Nascer é se inserir em uma confusão milenar. Suspeito que se não assistisse Malhação depois da escola enquanto tomava um milkshake teria outra compreensão sobre o sexo. Se meus bichos de estimação não morressem tão rápido, eu poderia ter menos medo de me apegar. Se meu primeiro amor não tivesse saído da escola, eu nunca teria conhecido o meu segundo amor, Henrique – o primeiro de uma outra série de meninos implicantes e ambíguos, mas que no fim me davam uma bala acompanhada de promessas.

Ainda assim, feita de tantos acidentes, insisti em saber o que eu seria. Mesmo quando minha realidade me frustrava, acreditava – com a convicção que só uma filha única pode ter – que ainda seria.

Eu demorei pra realmente querer colocar a cara no mundo. Sem pensar ou medir, aos dezenove anos comecei a beber vodka. Ainda não sabia que ir à rua, como eu ia, era um exercício sem volta. Quando eu ia à Lapa era só para me distrair. Até que virou experiência, não mais história pra contar. Ia mais longe do que o calculado. Meus erros diziam que eu já não sabia mais. Em outro lugar que não o previsto, quem eu era parecia um nada. A angústia foi meu primeiro contato com os erros. Quando percebi que estar no mundo era perigoso resolvi recuar.

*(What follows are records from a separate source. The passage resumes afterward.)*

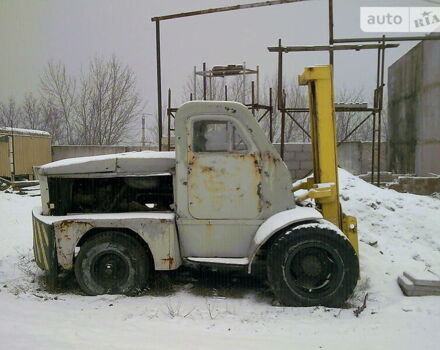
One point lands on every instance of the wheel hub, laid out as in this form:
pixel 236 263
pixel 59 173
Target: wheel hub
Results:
pixel 310 269
pixel 110 270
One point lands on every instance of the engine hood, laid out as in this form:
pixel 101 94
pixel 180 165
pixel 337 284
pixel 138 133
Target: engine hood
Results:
pixel 145 162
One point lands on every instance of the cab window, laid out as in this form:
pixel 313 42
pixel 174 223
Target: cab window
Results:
pixel 217 136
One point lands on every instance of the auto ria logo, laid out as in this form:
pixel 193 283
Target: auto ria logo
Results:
pixel 400 19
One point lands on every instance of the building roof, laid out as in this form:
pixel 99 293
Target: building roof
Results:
pixel 23 132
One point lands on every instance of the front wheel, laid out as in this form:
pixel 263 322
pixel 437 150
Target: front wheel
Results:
pixel 112 263
pixel 312 266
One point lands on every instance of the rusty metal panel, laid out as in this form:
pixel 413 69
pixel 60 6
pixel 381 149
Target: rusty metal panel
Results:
pixel 224 186
pixel 261 175
pixel 158 230
pixel 218 238
pixel 31 151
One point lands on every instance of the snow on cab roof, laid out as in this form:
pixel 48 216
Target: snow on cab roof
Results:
pixel 129 162
pixel 24 132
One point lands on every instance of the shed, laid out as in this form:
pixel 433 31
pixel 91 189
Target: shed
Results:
pixel 21 150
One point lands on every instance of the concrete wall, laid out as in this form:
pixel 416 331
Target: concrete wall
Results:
pixel 414 110
pixel 73 151
pixel 353 156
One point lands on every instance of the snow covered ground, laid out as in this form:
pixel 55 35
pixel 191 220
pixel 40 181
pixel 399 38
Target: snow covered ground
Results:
pixel 193 312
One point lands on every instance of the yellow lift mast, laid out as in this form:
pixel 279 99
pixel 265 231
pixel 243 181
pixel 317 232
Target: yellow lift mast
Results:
pixel 323 187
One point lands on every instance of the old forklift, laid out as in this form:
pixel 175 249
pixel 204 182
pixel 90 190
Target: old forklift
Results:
pixel 225 197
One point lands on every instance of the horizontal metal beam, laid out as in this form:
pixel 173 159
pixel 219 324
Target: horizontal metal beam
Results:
pixel 356 47
pixel 386 39
pixel 224 9
pixel 337 109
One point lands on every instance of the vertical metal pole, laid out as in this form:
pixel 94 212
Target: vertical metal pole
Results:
pixel 280 76
pixel 169 120
pixel 270 116
pixel 12 154
pixel 376 106
pixel 143 129
pixel 379 119
pixel 244 83
pixel 283 124
pixel 330 30
pixel 258 85
pixel 204 81
pixel 253 97
pixel 280 96
pixel 159 86
pixel 195 83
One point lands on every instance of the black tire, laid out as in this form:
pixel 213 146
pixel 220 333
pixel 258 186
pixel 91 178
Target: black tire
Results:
pixel 312 266
pixel 112 263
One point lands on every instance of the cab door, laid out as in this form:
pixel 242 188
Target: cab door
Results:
pixel 224 173
pixel 223 184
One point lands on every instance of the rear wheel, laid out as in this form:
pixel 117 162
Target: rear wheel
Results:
pixel 112 263
pixel 312 266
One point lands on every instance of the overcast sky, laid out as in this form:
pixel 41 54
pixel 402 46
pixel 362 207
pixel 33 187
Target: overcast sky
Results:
pixel 35 31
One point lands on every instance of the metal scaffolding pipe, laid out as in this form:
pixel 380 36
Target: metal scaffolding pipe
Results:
pixel 223 9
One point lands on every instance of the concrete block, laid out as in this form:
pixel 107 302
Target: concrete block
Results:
pixel 411 288
pixel 303 155
pixel 306 165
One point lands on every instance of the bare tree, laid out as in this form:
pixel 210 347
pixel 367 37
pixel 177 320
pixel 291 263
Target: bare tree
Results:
pixel 107 102
pixel 31 112
pixel 58 94
pixel 10 114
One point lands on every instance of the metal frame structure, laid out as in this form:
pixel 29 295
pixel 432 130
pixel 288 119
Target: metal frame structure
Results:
pixel 190 14
pixel 380 43
pixel 373 111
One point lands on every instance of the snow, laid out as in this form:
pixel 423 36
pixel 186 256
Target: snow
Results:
pixel 321 223
pixel 104 216
pixel 407 231
pixel 126 155
pixel 9 130
pixel 283 219
pixel 230 261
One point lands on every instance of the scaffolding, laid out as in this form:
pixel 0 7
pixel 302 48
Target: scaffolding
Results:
pixel 260 111
pixel 334 44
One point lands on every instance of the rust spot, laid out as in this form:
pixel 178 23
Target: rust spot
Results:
pixel 207 169
pixel 170 260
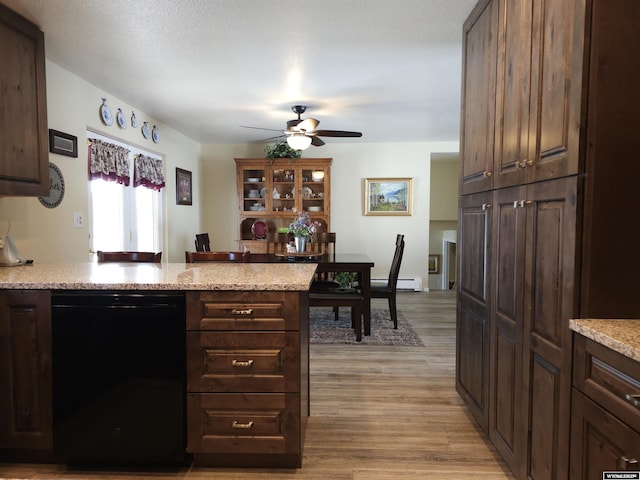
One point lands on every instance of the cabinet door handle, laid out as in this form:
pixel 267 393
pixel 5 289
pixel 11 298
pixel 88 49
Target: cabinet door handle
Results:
pixel 628 462
pixel 242 363
pixel 243 426
pixel 633 400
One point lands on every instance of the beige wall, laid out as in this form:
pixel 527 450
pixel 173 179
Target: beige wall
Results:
pixel 352 162
pixel 47 235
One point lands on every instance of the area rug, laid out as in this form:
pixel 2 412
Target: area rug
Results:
pixel 324 329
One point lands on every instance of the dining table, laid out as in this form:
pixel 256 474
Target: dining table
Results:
pixel 358 263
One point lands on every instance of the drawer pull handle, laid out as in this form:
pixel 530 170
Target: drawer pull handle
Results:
pixel 633 400
pixel 242 363
pixel 243 426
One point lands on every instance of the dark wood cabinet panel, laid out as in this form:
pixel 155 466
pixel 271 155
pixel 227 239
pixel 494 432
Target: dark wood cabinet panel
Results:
pixel 478 93
pixel 472 349
pixel 24 158
pixel 26 416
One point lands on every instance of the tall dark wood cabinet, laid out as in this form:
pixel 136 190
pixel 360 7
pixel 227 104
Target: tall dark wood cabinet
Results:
pixel 24 157
pixel 553 162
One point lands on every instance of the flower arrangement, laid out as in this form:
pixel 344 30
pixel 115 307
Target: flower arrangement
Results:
pixel 303 226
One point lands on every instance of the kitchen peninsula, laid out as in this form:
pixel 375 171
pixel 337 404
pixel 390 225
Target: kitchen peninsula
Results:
pixel 246 371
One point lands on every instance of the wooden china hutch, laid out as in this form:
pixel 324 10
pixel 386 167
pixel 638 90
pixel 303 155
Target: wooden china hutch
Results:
pixel 272 191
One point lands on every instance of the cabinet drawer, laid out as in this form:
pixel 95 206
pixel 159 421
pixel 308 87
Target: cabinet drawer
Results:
pixel 243 311
pixel 243 362
pixel 243 423
pixel 609 378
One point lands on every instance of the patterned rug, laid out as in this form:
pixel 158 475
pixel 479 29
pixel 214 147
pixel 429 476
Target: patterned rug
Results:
pixel 325 330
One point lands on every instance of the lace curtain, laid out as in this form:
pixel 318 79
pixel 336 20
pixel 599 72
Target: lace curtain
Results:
pixel 147 172
pixel 111 162
pixel 108 162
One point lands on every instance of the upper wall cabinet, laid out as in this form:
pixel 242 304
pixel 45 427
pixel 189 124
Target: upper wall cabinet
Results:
pixel 24 159
pixel 528 56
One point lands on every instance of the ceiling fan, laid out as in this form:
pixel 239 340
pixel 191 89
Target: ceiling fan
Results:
pixel 302 133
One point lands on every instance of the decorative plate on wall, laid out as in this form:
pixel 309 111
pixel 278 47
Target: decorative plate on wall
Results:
pixel 56 184
pixel 105 113
pixel 122 123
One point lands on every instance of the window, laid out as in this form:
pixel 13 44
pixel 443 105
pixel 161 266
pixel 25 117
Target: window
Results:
pixel 123 217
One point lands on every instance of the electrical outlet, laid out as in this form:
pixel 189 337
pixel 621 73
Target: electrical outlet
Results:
pixel 78 220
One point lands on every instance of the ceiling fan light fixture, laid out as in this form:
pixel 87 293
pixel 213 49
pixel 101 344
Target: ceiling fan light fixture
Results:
pixel 299 141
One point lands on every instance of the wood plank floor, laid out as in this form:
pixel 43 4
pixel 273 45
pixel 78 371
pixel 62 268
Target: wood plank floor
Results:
pixel 377 413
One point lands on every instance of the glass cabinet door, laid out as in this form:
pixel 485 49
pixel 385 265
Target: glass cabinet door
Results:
pixel 254 188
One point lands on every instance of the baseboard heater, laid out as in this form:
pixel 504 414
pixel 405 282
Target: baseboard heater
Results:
pixel 414 284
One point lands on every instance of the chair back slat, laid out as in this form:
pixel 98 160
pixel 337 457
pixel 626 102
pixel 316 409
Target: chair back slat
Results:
pixel 394 271
pixel 202 242
pixel 130 256
pixel 195 257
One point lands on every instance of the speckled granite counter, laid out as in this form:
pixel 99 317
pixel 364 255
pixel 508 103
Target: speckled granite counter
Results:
pixel 152 276
pixel 622 336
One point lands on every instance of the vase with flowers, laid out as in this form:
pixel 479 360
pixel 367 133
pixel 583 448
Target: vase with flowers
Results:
pixel 302 228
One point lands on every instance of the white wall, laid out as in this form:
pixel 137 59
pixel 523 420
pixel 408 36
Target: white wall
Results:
pixel 352 162
pixel 47 235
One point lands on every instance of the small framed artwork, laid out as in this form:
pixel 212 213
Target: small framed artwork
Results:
pixel 63 143
pixel 434 263
pixel 388 196
pixel 183 187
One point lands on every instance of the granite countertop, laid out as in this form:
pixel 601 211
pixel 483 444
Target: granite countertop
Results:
pixel 621 335
pixel 159 276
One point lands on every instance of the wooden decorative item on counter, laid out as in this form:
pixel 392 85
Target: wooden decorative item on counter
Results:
pixel 269 191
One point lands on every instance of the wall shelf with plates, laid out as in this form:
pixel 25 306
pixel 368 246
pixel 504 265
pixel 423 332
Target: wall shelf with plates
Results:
pixel 269 192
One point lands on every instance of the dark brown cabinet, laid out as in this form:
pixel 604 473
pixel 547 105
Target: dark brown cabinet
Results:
pixel 556 175
pixel 605 424
pixel 473 308
pixel 247 378
pixel 24 158
pixel 26 422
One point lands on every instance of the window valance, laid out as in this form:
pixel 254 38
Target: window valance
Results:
pixel 108 162
pixel 147 171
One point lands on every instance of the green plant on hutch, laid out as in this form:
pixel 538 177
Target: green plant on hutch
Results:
pixel 281 150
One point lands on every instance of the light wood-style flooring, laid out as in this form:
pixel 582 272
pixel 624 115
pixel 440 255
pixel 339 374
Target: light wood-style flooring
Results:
pixel 377 413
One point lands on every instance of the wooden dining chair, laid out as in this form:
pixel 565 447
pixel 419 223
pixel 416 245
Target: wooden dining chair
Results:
pixel 202 242
pixel 129 256
pixel 195 257
pixel 388 291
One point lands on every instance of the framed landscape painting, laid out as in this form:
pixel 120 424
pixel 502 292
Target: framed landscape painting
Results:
pixel 388 196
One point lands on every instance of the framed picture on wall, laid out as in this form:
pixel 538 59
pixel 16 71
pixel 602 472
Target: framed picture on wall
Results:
pixel 388 196
pixel 433 265
pixel 183 187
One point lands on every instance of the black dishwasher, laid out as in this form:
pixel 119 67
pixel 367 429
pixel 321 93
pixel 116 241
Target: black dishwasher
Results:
pixel 119 377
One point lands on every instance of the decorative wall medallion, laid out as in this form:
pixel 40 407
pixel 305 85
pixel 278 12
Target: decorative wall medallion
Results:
pixel 56 187
pixel 105 113
pixel 122 123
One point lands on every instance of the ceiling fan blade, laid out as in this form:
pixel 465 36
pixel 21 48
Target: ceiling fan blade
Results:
pixel 260 128
pixel 337 133
pixel 268 139
pixel 308 124
pixel 317 141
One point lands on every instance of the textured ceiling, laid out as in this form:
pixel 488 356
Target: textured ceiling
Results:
pixel 388 68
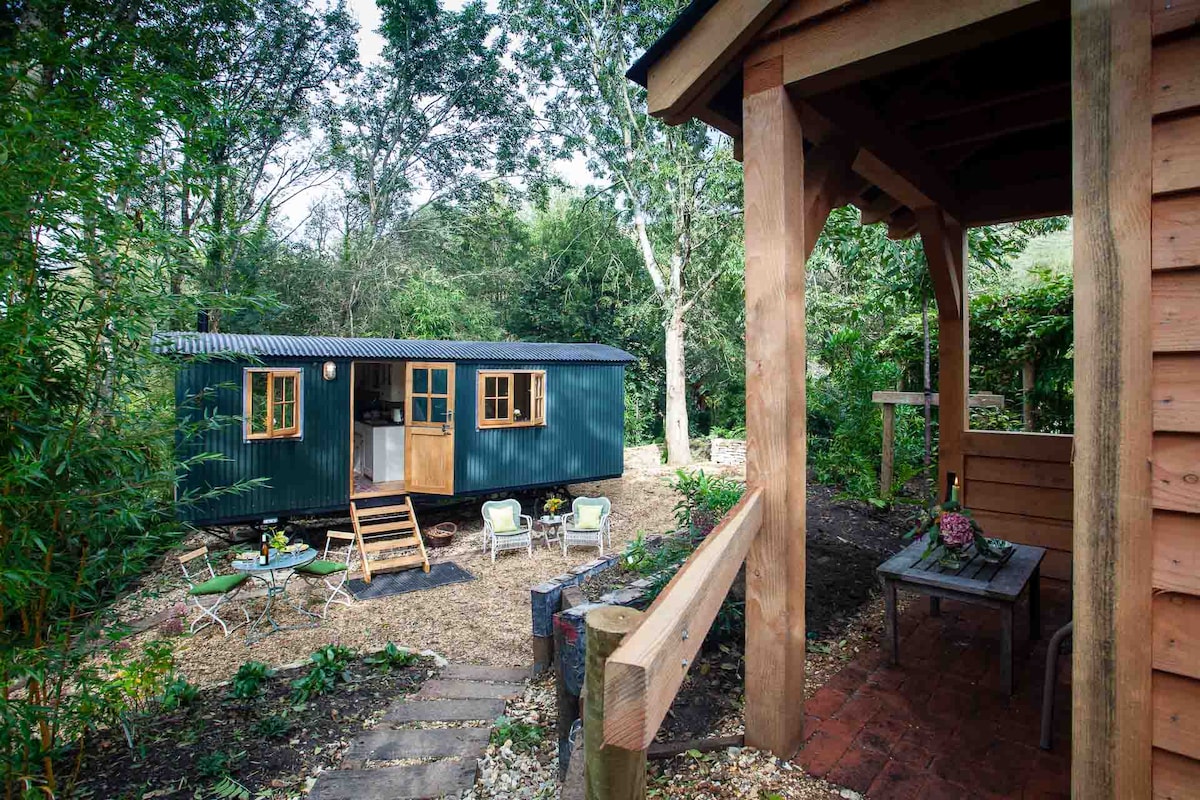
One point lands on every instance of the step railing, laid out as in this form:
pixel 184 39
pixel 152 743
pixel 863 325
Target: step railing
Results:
pixel 642 677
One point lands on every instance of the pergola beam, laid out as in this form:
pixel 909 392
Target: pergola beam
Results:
pixel 943 251
pixel 676 80
pixel 870 38
pixel 995 121
pixel 889 161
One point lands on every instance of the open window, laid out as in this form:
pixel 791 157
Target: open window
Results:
pixel 273 403
pixel 509 400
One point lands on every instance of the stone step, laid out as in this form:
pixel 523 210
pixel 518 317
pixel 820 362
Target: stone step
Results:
pixel 448 776
pixel 383 745
pixel 456 690
pixel 468 710
pixel 490 674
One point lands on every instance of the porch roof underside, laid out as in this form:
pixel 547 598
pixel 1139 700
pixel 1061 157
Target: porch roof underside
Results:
pixel 975 119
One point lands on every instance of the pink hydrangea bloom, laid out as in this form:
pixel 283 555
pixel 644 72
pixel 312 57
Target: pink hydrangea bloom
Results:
pixel 957 529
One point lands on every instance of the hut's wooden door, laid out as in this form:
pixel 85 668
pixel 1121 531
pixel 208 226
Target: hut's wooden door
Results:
pixel 429 433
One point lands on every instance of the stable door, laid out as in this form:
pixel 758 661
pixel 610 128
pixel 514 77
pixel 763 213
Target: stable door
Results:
pixel 429 432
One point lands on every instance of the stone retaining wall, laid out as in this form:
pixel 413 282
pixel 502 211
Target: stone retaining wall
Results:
pixel 731 452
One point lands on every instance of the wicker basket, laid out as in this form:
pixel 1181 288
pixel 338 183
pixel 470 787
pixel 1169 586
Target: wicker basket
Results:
pixel 441 534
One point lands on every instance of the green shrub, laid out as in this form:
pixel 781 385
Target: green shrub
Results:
pixel 219 763
pixel 523 735
pixel 705 499
pixel 273 726
pixel 393 657
pixel 330 666
pixel 249 681
pixel 179 693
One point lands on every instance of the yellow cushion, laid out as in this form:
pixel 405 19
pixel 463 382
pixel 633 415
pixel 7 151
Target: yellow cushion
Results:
pixel 588 518
pixel 502 519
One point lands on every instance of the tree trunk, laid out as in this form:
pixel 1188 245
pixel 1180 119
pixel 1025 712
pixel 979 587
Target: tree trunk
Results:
pixel 678 446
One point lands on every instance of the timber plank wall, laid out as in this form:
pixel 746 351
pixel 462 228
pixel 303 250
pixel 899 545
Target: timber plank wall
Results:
pixel 1175 288
pixel 1019 486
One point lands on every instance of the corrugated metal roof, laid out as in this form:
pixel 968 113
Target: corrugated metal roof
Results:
pixel 333 347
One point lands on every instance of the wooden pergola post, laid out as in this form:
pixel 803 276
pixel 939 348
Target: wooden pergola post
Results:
pixel 1111 112
pixel 775 423
pixel 946 250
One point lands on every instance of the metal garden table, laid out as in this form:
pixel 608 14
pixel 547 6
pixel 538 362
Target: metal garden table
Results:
pixel 978 582
pixel 551 528
pixel 276 587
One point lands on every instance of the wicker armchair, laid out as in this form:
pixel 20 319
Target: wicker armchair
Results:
pixel 511 540
pixel 587 536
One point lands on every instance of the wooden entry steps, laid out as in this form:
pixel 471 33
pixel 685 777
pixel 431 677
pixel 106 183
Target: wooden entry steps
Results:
pixel 388 528
pixel 466 695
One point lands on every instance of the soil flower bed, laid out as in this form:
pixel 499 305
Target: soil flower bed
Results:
pixel 268 746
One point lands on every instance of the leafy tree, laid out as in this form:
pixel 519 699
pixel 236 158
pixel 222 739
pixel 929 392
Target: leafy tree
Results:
pixel 677 187
pixel 87 422
pixel 241 142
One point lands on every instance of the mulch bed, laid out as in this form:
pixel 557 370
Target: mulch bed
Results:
pixel 846 541
pixel 178 755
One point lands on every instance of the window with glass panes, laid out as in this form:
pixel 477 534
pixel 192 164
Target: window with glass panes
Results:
pixel 430 395
pixel 515 398
pixel 273 403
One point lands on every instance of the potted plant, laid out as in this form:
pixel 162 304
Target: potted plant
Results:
pixel 552 506
pixel 441 535
pixel 952 531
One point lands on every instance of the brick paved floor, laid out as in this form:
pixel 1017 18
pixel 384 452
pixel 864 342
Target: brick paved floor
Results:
pixel 937 726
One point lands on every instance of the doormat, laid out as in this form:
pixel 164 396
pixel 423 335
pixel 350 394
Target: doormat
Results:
pixel 399 583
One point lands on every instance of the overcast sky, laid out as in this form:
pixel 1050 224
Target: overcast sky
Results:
pixel 575 172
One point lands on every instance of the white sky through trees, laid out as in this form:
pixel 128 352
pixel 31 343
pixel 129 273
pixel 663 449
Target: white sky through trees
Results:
pixel 371 43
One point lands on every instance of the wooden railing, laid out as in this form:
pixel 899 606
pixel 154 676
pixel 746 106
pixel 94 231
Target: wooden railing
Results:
pixel 643 674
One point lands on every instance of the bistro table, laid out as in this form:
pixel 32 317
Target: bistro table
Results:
pixel 276 587
pixel 550 527
pixel 978 582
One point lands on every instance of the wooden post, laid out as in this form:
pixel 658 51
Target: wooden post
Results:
pixel 887 468
pixel 945 245
pixel 775 423
pixel 1027 395
pixel 1111 107
pixel 609 773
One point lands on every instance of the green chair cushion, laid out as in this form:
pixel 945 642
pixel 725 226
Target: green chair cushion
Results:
pixel 219 585
pixel 502 519
pixel 321 567
pixel 588 518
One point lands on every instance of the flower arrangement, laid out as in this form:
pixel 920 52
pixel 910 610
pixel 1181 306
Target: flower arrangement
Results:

Sentir o descontrole que tinha sobre mim mesma  me paralisava.

Sem querer a gente vai se habituando, reaprendendo a marcar o tempo e, com sorte, algo comove. Uma noite vi esse descontrole nos olhos de outro e então  a vontade foi maior que o receio. Nada coube no que esperava. Foi aí que já não podia mais dizer coisas como erro. Foi a experiência que me deixou sem nenhuma viga. Já estava agora fora, encarando o além.

Só mais uma vez e outra usei minha mania de imaginar para distrair as horas. Idealizei uma meia dúzia de destinos. Sempre dá errado, mesmo quando é exatamente o que eu queria. Ao fim acabo em outro lugar livre da predestinação.

Lá, na minha coleção de miniaturas, existe o que eu imaginei meu destino. Aqui sem o amparo das narrativas, existe o que deu-se que. Os quartos que eu não contava. O impulso que só vem com um erro de cálculo. Às vezes que fui embora entre o desespero e a certeza. As obsessões que me levaram aos consolos. O amor em silêncio. Quando me rompi. Quando todos nós se perderam.

Enquanto insisto ou abro mão de ser exatamente o que sou a vida acontece e comprova que não sou dona do meu corpo e da existência que misteriosamente o abriga. Eu sou um presente de uma invenção passageira.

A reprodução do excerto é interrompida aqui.